Turn Job Alerts On

Kasmo Global

Charlotte,NC

Description

Senior Hadoop Administrator

Looking for senior resource here. This is an Ops role, one needs to know more admin, administration of Hadoop environment. Location Charlotte, NC (Onsite); local candidates preferred. Max number of submissions: 2.

In this role, you will:

Lead complex technology initiatives towards Hadoop platform stability, automation initiatives.
Platform Incident and Problem management
- Be part of 24/7 platform support team to perform platform incident management and triaging team.
- Assess the impact of the platform issue and prioritize the triage by partnering with platform tenants, platform development and Hadoop vendor teams.
- Facilitate and perform root cause analysis of platform incidents towards determining permanent resolution involving Tenants and Hadoop vendor.
- Communicate with Stakeholders, leadership team on the triaging progress status.
- To troubleshoot tenant reported failures by deep diving onto client logs to identify the root cause.
- Use Autosys as scheduler to schedule, execute platform routine activities.
Hadoop Cluster Monitoring
- Monitor Hadoop cluster health and performance.
- Automate new monitoring opportunities leveraging available monitoring and alerting tools such as Prometheus, Thousand Eyes, Splunk etc.
- Perform troubleshooting on the actionable alerts and tuning to ensure optimal cluster performance.
Hadoop Cluster Configuration and tuning
- Periodically tune and configure Hadoop ecosystem components such as HDFS, YARN, Hive, HBase, Spark, HPOS etc.
- Schedule the Change request and track the approval process for implementation.
Platform Backup and Recovery
- Ensure Hadoop platform is resilient with data backup and recovery strategies in place.
- Perform emergency or scheduled failover of platform to Disaster recovery site and fall back.
Upgrades and Patch Management
- Plan and execute upgrades of Hadoop ecosystem components and patches.
- Ensure compatibility and smooth integration of new features and enhancements.
- Work with Operating System administrators and patching automation build team to schedule and execute patching.
- Perform Cluster health validation post patching and communicate with stakeholders.
- Identify automation and process improvement opportunities related to patching to implement it.
Documentation and Reporting
- Maintain comprehensive documentation of Hadoop cluster configurations & troubleshooting processes, and procedures.
- Develop and Schedule to Generate reports on cluster usage, performance metrics, and capacity utilization.
Collaboration and Support
- Ability to work both independently and in collaboration with Platform development and Platform tenant teams to troubleshoot and fix Hadoop platform issues, maintain production stability to enterprise-wide applications.
- Collaborate and consult with key technical experts, senior technology team, and Hadoop vendor to resolve complex technical issues and achieve goals.
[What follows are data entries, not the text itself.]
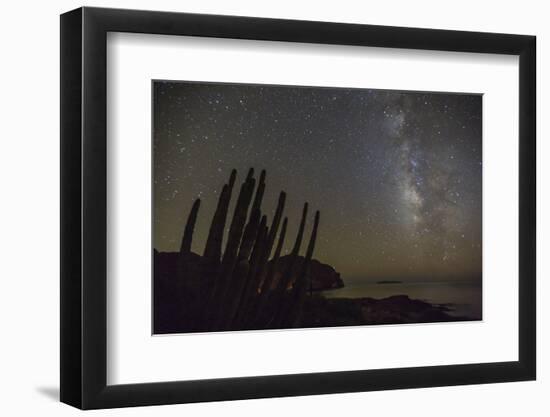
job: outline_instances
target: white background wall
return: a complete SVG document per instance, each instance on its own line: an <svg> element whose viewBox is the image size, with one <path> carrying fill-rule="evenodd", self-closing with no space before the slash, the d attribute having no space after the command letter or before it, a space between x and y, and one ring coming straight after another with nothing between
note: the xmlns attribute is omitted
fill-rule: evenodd
<svg viewBox="0 0 550 417"><path fill-rule="evenodd" d="M0 410L3 415L74 415L59 392L59 17L72 0L2 5L0 71ZM92 1L88 6L238 14L534 34L538 37L539 285L538 381L376 393L99 411L99 415L546 416L550 413L550 147L542 120L550 83L545 3L523 1L170 0ZM546 161L546 166L543 165ZM546 395L544 395L546 394Z"/></svg>

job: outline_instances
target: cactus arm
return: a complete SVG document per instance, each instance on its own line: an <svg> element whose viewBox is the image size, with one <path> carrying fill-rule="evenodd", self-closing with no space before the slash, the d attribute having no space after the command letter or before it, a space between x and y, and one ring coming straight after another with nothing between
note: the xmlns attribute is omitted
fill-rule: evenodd
<svg viewBox="0 0 550 417"><path fill-rule="evenodd" d="M227 219L227 212L229 209L229 203L231 201L231 194L233 193L233 185L235 184L235 178L237 171L232 170L229 176L229 183L223 186L222 192L218 199L218 205L210 224L210 230L208 231L208 238L206 240L206 246L204 248L204 258L208 262L219 263L222 251L223 232L225 229L225 222Z"/></svg>

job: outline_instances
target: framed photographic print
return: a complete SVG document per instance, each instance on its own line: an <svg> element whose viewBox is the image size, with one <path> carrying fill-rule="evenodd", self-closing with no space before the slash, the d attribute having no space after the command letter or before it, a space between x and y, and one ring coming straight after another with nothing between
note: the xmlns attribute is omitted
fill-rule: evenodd
<svg viewBox="0 0 550 417"><path fill-rule="evenodd" d="M81 8L61 71L63 402L535 378L534 37Z"/></svg>

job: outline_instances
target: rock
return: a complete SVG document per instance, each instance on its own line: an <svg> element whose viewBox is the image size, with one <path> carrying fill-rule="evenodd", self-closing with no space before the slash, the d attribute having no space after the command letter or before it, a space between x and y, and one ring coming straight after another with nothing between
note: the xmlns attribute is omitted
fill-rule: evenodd
<svg viewBox="0 0 550 417"><path fill-rule="evenodd" d="M277 268L275 270L275 276L274 276L272 288L275 288L275 286L279 282L279 279L281 278L283 271L286 269L286 265L289 260L290 260L290 255L282 256L279 259L279 262L277 263ZM294 273L293 273L294 276L292 278L292 282L294 281L296 275L299 273L303 262L304 262L304 257L299 256L298 261L296 262L296 265L294 267ZM316 259L311 260L310 274L313 280L312 282L313 291L326 291L326 290L332 290L336 288L342 288L344 286L344 281L340 277L340 274L336 272L336 270L332 266L323 264ZM309 288L309 284L308 284L308 288Z"/></svg>

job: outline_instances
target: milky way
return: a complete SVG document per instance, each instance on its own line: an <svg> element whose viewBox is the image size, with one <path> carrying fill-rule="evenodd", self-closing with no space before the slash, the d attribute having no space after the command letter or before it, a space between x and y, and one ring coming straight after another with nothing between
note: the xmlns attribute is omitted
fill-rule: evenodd
<svg viewBox="0 0 550 417"><path fill-rule="evenodd" d="M287 192L290 235L303 202L320 210L315 258L345 279L481 279L480 95L159 81L153 93L157 249L177 250L201 198L201 253L231 169L254 167L268 216Z"/></svg>

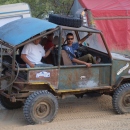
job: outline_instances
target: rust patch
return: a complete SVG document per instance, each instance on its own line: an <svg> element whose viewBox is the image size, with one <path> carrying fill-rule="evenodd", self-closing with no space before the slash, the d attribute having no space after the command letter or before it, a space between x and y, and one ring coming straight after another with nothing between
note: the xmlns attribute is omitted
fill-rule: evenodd
<svg viewBox="0 0 130 130"><path fill-rule="evenodd" d="M55 88L58 87L58 69L52 70L31 70L29 71L29 82L49 83Z"/></svg>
Mandatory Skills and Qualifications:

Proven Experience in technology incident and problem management role.
Proven Experience in using monitoring tools like Prometheus, Splunk, SiteScope & thousand eyes etc.
Proven experience as a Unix Scripting
Proven experience in Hadoop administration or in a similar role.
Strong knowledge of Hadoop ecosystem and its components (Hive, HBase, Spark, Hue ).
Proven Experience is using Autosys or similar job scheduler.
Excellent problem-solving and troubleshooting skills.
Excellent communication and people skills for collaborating with cross-functional teams.